At the 2012 U.S. Olympic Trials, Jaeger made his first Olympic team by finishing second behind Andrew Gemmell in the 1,500-meter freestyle with a time of 14:52.51. With a margin of just thirty-two (0.32) one-hundredths of a second between Gemell and Jaeger, it was one of the closest 1,500-meter finishes in Trials history. Jaeger's swim was also the fifth fastest time in the world during 2012 heading into the Olympics. For Jaeger, it was only the fifth time he ever swam the 1,500 in competition. In the preliminary round of the event, he went under fifteen minutes for the first time in his career, despite miscounting his laps and swimming an extra 100 meters. He also competed in the 400-meter freestyle, and finished sixth in the final with a time of 3:49.55.

At the 2012 Summer Olympics in London, Jaeger swam in the preliminary round of the 1,500-meter freestyle on August 3, qualifying seventh for the final on August 4. In the final, he placed sixth with a time of 14:52.99.

At the 2013 World Aquatics Championships, Jaeger qualified to swim in three individual events: the 400-, 800-, and 1500-meter freestyle. In his first event, the 400-meter freestyle, he placed third in the final with a personal best time of 3:44.85, finishing behind Sun Yang and Kosuke Hagino. In his second event, Jaeger placed 4th in the 800-meter freestyle in a personal best time of 7:44.26, finishing behind Sun Yang, teammate Michael McBroom, and Ryan Cochrane. In his third and last event, the 1500-meter freestyle, Jaeger placed 4th in the final with a personal best time of 14:47.96.

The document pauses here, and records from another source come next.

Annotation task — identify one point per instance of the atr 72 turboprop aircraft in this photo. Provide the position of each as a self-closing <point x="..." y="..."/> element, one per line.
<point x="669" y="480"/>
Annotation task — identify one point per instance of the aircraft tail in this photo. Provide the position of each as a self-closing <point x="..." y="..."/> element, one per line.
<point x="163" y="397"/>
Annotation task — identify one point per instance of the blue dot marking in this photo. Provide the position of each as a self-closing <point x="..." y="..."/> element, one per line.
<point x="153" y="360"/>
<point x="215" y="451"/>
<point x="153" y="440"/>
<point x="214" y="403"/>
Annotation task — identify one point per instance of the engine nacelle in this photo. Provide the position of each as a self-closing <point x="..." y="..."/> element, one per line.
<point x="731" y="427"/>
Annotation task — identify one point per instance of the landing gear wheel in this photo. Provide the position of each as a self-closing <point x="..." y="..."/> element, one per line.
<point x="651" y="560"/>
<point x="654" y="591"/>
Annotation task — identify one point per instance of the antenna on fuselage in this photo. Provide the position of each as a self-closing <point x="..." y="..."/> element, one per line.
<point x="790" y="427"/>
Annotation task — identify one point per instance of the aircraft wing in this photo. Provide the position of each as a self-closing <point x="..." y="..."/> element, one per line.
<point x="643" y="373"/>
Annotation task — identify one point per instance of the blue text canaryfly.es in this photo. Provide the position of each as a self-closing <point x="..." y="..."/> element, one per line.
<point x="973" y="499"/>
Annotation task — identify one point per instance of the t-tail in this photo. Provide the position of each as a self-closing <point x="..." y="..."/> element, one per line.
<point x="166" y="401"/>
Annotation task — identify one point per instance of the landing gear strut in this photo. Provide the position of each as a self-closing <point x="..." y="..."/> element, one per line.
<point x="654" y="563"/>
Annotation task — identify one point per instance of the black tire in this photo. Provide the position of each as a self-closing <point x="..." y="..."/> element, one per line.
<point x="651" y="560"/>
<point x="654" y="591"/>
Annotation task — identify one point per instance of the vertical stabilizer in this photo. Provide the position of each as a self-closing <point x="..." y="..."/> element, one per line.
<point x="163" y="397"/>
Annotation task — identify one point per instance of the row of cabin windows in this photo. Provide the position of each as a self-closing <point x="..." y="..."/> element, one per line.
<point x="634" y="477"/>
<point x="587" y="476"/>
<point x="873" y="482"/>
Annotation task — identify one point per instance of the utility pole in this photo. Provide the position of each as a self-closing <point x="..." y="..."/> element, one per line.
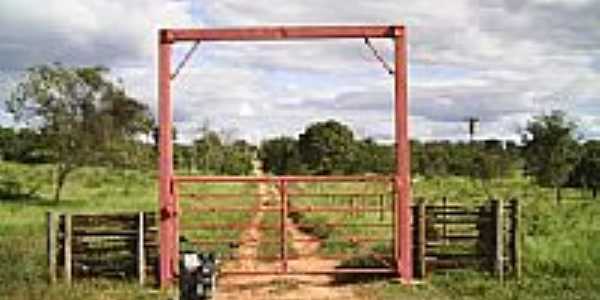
<point x="473" y="121"/>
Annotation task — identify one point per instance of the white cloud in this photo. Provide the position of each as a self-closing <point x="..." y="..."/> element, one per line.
<point x="500" y="60"/>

Jaeger qualified for the 2016 Summer Olympics and won a silver medal in the 1500 m freestyle. He retired from competitive swimming following the Olympics.

==Personal bests (long course)==

| Event | Time | Venue | Date |
|---|---|---|---|
| 200 m freestyle | 1:47.60 | Indianapolis | June 25, 2013 |
| 400 m freestyle | 3:43.79 | Omaha | June 26, 2016 |
| 800 m freestyle | 7:44.26 | Barcelona | July 31, 2013 |
| 1500 m freestyle | 14:39.48 | Rio de Janeiro | August 13, 2016 |

=== Short course yards ===

| Event | Time | Meet | Date |
|---|---|---|---|
| 200-yard freestyle | 1:33.80 | 2014 NCAA Men's Division I | March 27, 2014 |
| 500-yard freestyle | 4:10.84 | 2013 NCAA Men's Division I | March 28, 2013 |
| 1000 yard freestyle | 8:41.09 | 2014 MI U of M PostGrad Quad | October 25, 2014 |
| 1650 yard freestyle | 14:23.52 | 2014 AT&T Winter National Champs | June 12, 2014 |

==Personal life==
Jaeger became engaged to his girlfriend, Courtney Beidler, on June 18, 2017. They married on October 27, 2018.